If the STB declines to put KCS in a voting trust, and CN decides to still pursue the merger, it could hurt CN’s share price – and therefore CN investors – for a year or more while a merger is under regulatory review, Hatch says.

TCI has been a major proponent of efforts to fight climate change by both railroads and other companies in which it invests [see “Digest: CN to hold vote on climate plans …,” Trains News Wire, Feb. 12, 2021].

The complete text of the letter is below.

— Updated at 4:30 p.m. CDT with CN reaction, Anthony Hatch comments, revisions throughout.

4 thoughts on “Major CN investor urges railway to drop KCS bid, citing regulatory risk (updated)

  1. TCI is attempting to create its own “regulatory” issue in order to protect its CN interests. This may indicate that KCS is better-managed than CN and that TCI is concerned because a combined CP-KCS will be able to operate on its own, independent of the influence of TCI and its [diluted] stake in the planned CP-KCS.

  2. I believe TCI has an even more significant position in CP stock. Perhaps their concern is more the risk to the value of their CP holdings if CN is successful.

  3. That’s correct Curt, TCI has almost double the investment in CP. If my memory is correct, they are the largest shareholder in CP. So you may be correct, they are more worried about themselves than anything else.
    TCI, also known as The Children’s Investment fund was involved in the CSX in the 2000’s.

  4. TCI may be looking out for their CP stock but I can’t help but think they may be concerned about their CN stock as well.

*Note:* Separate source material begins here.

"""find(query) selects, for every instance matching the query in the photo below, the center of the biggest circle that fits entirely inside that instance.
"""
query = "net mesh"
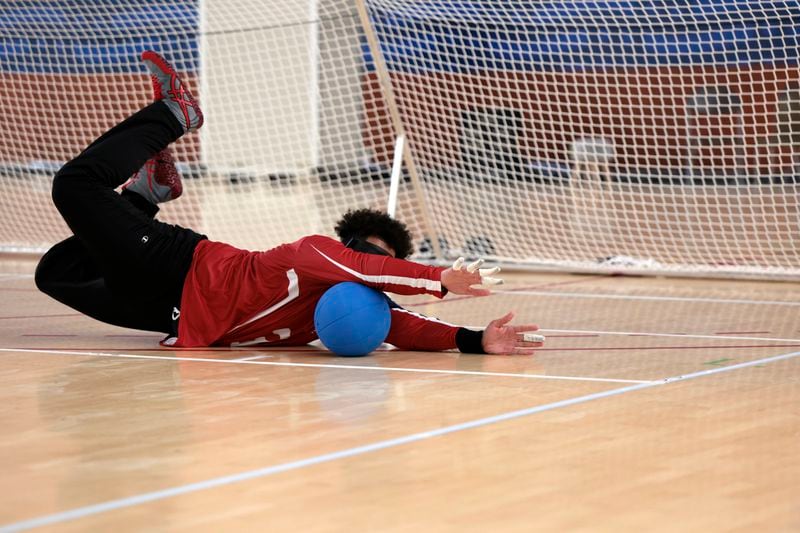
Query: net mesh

Don’t forget that the ICC nixed a voting trust for IC-KCS. In the case of SF-SP, it allowed the voting trust, but then forced the merged corporation to sell one of the RRs (SP) when the merger was denied. Maybe if SPSF had been willing to sell duplicate lines the ICC might have reconsidered. SPSF was not willing and CN has shown no such willingness either, except for a short stretch in Louisiana. Nothing concerning the main stem of KCS which parallels the former IC, albeit at a distance.